В ночь на 28 апреля русские попытались нас захватить. Оказалось, что шум, который мы слышали днем, издавали не наши танки, а советские. Мы подожгли несколько из них фаустпатронами, которые потом использовали в качестве «артиллерии». Они сбивали могучие сосны, которые создавали заграждение на дороге. Пехоту отсекли огнем. Начался лесной пожар, мы скрылись в темноте. У нас были убитые и раненые. Мы вызвали машину, и, к удивлению, она тут же пришла. Мы погрузили на нее тяжело раненных. Не успели мы отойти, как по месту, которое мы занимали, ударила русская артиллерия. Стало тихо.
В Хальбе после прорыва наших танковых частей русские вновь замкнули кольцо окружения. Со станции постоянно слышался шум боя. Здесь было «бутылочное горло», через которое под губительным артиллерийским огнем противника прорывались немецкие части. Остаткам моей роты удалось миновать его почти без потерь. В деревне, к которой мы подошли, уже шел бой. Лесной дорогой мы пробирались на Барут. Все шоссе уже были в руках противника.
Под Хюгельвальдом мы попали под минометный обстрел. Были потери. Прямым попаданием был убит радист и разбита радиостанция. Теперь, как и в начале марша, нами никто не командовал. Пришлось снова положиться на мое чутье.
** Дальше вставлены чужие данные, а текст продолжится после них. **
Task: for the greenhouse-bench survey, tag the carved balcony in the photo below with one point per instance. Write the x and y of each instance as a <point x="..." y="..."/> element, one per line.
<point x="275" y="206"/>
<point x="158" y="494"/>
У дороги мы нашли неповрежденный грузовик, на котором миновали заслон противника. Барут остался слева. Неподалеку от него вечером мы подъехали к штабу. Мне поручили десять пленных с приказом: «Позаботьтесь, чтобы они не представляли никакой опасности». Я приказал обыскать их. Это были мужчины среднего возраста, того самого «добродушного старорусского крестьянского типа». Потом мы погнали их в лес. Они недоверчиво оглядывались, ожидая от нас пулю в спину. Пришлось крикнуть: «Давай, давай!» и ободряюще махнуть рукой. Они поняли, и исчезли в лесу.
Если бы кто-то написал на меня донос, за мою собственную жизнь никто не дал бы и пфеннига. Это дошло до меня позже. Но я не герой-человеколюб. Я не мог с остатками моей роты сторожить пленных и обеспечивать боевое охранение. Практичнее было бы приказать прикончить безоружных Иванов «при попытке к бегству», но мне это претило.
29 апреля я записал в дневнике: «После ночного марша прорыв через позиции противника. Небольшие потери. Полигон Кумерсдорф, или Кунерсдорф».
30 апреля: «После четырехчасовых атак взят Хенни-кендорф. Пара часов отдыха после тяжелого боя. Вечером — прорыв на Белиц».
2 мая: «В четыре часа утра прорвали артиллерийскую позицию русских».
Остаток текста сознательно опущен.